I'd like to extract table data from a PDF file as done by the Try document AI demo. However, if a table row has multi line text within the same row, it's reflected as a separate row in my Json response. This is also reflected when using the Upload test document feature in the cloud console, as shown on the attached screenshot.Cloud Console demo.
However, the Try document AI demo (https://cloud.google.com/document-ai/docs/drag-and-drop) reflects the data correctly. Try document AI demo. Is this due to different API versions being used?
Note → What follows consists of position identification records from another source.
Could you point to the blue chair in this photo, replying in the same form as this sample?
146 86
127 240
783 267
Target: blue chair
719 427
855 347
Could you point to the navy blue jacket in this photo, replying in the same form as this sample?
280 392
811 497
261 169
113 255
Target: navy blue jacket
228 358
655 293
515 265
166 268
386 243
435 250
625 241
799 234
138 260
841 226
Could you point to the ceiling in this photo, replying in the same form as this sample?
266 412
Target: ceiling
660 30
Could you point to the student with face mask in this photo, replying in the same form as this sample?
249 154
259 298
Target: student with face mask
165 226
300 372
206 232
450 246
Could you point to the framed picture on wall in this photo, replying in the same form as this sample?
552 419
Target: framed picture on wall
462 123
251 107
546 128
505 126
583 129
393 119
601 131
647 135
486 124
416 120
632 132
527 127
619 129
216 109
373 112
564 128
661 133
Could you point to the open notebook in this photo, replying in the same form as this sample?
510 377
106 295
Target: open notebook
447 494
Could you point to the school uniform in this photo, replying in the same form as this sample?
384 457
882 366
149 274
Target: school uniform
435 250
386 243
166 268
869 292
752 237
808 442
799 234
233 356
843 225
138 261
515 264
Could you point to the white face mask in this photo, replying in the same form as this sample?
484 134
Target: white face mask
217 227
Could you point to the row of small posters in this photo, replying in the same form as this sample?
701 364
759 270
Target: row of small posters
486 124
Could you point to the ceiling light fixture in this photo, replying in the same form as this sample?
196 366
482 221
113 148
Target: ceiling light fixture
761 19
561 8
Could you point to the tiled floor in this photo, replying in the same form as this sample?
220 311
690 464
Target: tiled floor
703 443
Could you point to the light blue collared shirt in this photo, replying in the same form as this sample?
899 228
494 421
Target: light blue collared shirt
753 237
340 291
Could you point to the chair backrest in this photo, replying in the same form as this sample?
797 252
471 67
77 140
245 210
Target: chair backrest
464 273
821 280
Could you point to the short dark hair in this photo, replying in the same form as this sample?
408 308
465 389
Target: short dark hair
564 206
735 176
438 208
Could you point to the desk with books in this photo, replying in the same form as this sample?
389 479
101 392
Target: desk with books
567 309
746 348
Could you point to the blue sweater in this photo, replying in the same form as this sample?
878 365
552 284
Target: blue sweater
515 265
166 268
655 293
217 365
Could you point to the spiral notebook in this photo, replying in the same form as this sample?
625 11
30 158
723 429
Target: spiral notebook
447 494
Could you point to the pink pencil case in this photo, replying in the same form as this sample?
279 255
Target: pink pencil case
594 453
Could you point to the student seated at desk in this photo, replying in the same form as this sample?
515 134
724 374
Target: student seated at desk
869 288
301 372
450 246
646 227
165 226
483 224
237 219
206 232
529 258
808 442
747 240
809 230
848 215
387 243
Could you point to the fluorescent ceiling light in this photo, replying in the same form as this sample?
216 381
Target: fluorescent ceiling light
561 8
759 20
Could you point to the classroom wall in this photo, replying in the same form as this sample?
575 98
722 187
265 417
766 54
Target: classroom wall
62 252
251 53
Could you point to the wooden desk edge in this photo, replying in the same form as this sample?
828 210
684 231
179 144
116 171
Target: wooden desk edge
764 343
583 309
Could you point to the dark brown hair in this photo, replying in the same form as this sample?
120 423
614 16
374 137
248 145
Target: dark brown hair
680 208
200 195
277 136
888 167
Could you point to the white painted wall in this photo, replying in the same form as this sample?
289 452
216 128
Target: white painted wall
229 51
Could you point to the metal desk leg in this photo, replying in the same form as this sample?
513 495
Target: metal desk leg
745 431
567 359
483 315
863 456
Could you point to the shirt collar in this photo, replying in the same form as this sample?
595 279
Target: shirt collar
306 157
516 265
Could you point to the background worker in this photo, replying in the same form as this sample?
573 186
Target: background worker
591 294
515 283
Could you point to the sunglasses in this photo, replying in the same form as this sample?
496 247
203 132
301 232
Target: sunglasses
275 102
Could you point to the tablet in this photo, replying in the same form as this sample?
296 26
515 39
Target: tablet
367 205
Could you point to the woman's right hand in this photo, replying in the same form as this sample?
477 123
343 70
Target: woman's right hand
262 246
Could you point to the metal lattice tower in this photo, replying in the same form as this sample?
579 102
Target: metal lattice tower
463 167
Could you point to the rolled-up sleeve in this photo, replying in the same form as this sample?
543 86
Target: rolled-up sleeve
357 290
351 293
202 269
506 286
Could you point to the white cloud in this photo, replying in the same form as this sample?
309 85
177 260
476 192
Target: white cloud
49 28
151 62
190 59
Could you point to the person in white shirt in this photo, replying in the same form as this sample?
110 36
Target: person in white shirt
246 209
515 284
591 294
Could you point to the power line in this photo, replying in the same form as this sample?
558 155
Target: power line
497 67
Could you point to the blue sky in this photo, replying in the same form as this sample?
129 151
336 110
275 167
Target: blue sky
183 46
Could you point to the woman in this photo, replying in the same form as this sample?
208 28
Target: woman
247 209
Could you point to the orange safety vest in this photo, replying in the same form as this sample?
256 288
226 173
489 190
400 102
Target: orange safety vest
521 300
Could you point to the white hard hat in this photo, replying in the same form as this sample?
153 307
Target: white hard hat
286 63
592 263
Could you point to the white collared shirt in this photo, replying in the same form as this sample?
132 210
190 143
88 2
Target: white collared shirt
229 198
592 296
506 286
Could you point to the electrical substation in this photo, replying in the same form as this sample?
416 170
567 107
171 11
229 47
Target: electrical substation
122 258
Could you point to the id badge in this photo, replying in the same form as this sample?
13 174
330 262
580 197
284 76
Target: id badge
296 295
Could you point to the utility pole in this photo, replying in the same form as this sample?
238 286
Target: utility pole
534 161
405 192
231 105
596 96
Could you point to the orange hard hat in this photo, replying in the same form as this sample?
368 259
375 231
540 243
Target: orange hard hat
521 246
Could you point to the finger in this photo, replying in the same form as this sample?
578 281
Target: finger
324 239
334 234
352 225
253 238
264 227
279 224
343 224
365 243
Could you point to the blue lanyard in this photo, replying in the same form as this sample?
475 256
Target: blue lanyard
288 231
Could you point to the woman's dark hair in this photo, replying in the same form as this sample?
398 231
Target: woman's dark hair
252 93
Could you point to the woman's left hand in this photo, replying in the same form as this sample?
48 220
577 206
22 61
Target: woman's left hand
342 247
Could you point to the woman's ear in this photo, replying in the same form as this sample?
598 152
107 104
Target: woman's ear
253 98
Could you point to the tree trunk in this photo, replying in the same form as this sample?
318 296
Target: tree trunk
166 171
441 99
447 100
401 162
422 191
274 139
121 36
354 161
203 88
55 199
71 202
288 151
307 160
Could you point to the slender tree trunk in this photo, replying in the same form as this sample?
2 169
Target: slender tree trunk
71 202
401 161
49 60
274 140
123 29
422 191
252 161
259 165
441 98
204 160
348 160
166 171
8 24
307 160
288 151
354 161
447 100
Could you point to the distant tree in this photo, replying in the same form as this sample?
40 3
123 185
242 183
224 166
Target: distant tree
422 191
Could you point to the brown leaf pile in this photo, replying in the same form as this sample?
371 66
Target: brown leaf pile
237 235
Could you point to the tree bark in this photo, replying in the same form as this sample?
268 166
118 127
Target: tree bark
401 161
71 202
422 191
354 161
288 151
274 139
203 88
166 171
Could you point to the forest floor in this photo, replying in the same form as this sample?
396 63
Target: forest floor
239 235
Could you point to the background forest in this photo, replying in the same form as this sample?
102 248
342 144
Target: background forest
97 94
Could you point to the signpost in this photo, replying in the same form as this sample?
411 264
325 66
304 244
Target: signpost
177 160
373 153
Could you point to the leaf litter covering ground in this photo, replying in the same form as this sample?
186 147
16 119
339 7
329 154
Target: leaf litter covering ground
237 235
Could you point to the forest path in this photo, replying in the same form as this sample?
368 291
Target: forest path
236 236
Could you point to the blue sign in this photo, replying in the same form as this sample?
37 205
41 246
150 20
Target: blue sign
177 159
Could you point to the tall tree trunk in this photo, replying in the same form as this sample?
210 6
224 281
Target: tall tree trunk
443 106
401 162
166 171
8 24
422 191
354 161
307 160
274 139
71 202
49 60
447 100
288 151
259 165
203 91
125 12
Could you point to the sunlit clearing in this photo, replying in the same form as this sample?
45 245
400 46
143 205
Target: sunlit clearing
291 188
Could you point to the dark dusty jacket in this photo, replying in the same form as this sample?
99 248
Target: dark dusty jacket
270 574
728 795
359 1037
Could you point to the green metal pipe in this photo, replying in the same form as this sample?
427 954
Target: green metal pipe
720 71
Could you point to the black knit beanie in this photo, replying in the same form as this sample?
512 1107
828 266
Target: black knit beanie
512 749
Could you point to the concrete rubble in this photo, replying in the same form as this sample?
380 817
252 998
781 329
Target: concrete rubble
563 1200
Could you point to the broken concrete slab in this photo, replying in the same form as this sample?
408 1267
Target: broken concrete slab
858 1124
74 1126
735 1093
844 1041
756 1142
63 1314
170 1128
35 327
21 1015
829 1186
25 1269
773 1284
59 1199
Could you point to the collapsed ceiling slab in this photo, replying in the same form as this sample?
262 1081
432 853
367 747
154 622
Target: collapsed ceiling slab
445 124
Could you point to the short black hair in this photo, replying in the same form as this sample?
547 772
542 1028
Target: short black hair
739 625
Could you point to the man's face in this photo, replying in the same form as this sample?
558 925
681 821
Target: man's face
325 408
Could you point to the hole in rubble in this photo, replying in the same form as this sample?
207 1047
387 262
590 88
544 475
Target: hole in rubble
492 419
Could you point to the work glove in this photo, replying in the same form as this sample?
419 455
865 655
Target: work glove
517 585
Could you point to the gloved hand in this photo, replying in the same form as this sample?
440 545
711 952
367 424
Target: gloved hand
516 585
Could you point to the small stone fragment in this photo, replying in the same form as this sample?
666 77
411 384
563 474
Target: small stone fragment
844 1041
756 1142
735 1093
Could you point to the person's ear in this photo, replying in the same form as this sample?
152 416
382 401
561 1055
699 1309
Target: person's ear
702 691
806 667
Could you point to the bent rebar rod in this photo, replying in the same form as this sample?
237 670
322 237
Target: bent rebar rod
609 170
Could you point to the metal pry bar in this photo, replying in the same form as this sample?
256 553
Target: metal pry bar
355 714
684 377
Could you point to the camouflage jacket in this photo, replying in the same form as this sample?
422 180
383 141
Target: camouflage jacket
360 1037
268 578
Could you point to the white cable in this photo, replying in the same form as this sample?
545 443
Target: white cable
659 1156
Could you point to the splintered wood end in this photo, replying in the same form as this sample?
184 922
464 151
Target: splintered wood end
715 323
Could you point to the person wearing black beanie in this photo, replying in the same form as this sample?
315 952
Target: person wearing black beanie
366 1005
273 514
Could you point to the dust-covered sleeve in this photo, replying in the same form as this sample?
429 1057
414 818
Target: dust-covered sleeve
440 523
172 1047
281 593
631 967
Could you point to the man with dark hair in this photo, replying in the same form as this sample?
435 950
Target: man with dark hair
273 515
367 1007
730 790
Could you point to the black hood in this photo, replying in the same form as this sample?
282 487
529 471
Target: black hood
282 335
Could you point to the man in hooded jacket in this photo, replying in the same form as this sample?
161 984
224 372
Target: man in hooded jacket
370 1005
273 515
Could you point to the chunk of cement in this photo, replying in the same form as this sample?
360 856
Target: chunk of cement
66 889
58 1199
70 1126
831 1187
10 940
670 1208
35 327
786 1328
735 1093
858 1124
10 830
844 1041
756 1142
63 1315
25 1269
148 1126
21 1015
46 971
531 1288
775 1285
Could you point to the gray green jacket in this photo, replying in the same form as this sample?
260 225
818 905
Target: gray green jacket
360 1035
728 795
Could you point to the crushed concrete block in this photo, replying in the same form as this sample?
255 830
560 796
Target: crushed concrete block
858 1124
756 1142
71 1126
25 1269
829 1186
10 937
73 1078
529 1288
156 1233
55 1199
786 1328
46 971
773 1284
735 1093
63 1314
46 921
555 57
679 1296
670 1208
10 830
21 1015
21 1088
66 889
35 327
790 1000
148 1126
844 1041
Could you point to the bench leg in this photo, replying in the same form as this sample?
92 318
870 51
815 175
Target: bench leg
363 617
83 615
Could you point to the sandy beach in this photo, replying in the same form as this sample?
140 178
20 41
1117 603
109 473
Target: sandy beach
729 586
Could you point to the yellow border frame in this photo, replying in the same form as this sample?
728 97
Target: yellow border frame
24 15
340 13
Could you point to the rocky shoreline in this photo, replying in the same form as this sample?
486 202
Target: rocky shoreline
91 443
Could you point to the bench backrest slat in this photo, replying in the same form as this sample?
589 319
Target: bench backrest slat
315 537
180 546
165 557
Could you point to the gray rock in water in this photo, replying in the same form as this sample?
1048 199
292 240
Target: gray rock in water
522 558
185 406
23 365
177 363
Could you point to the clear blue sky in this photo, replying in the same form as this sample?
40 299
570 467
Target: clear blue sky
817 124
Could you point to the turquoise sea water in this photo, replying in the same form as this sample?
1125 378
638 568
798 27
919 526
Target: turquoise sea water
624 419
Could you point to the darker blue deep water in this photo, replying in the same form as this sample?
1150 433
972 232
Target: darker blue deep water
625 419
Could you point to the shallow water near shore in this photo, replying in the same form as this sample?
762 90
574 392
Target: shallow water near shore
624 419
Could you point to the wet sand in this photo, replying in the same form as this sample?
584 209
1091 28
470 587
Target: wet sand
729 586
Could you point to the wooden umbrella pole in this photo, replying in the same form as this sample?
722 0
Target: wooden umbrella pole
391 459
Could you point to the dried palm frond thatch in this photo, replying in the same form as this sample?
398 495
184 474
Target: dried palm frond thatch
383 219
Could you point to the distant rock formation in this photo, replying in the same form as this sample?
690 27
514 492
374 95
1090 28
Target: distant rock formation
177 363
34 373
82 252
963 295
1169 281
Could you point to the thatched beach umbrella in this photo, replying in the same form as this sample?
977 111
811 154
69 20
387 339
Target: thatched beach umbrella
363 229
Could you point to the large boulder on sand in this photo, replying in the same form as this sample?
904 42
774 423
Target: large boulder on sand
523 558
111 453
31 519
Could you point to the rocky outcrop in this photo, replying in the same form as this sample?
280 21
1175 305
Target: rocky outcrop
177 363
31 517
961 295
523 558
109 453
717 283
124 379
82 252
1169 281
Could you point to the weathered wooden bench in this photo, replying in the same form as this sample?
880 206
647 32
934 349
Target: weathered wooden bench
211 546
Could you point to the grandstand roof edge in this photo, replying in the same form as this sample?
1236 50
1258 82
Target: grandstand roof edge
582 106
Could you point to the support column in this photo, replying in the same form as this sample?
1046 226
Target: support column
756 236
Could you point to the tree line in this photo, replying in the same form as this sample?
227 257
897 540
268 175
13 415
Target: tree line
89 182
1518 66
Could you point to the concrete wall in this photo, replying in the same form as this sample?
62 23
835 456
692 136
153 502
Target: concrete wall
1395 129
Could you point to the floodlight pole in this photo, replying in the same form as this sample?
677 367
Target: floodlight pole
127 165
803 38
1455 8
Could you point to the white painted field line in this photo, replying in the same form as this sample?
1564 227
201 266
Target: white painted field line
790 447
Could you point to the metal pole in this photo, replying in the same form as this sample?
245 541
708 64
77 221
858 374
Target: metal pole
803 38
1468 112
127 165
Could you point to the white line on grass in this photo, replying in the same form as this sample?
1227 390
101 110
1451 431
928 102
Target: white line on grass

Node js code - using document AI v1beta3 version with form parser processor;
var dataTable;
for (const page of document.pages) {
//tables
for (const table of page.tables) {
dataTable = printTableInfo(table, text);
if (dataTable) return { table: dataTable };
}
}
// printTableInfo function
function printTableInfo(table, text) {
let dataArray = [];
for (let i = 0; i < table.bodyRows.length; i++) {
let bodyRowText = "";
for (const bodyCell of table.bodyRows[i].cells) {
const bodyCellText = getText(bodyCell.layout.textAnchor, text); //
bodyRowText += `${JSON.stringify(bodyCellText.trim())} | `;
}
dataArray.push({
[`Data`]: bodyRowText,
});
}
return dataArray;
}
// getText function
const getText = (textAnchor, text) => {
if (!text || !textAnchor) return;
if (
(!textAnchor && !textAnchor.textSegments && !textAnchor.textSegments) ||
(textAnchor &&
textAnchor.textSegments &&
textAnchor.textSegments.length) === 0
) {
return "";
}
const startIndex = textAnchor.textSegments[0].startIndex || 0;
const endIndex = textAnchor.textSegments[0].endIndex;
return text.substring(startIndex, endIndex);
};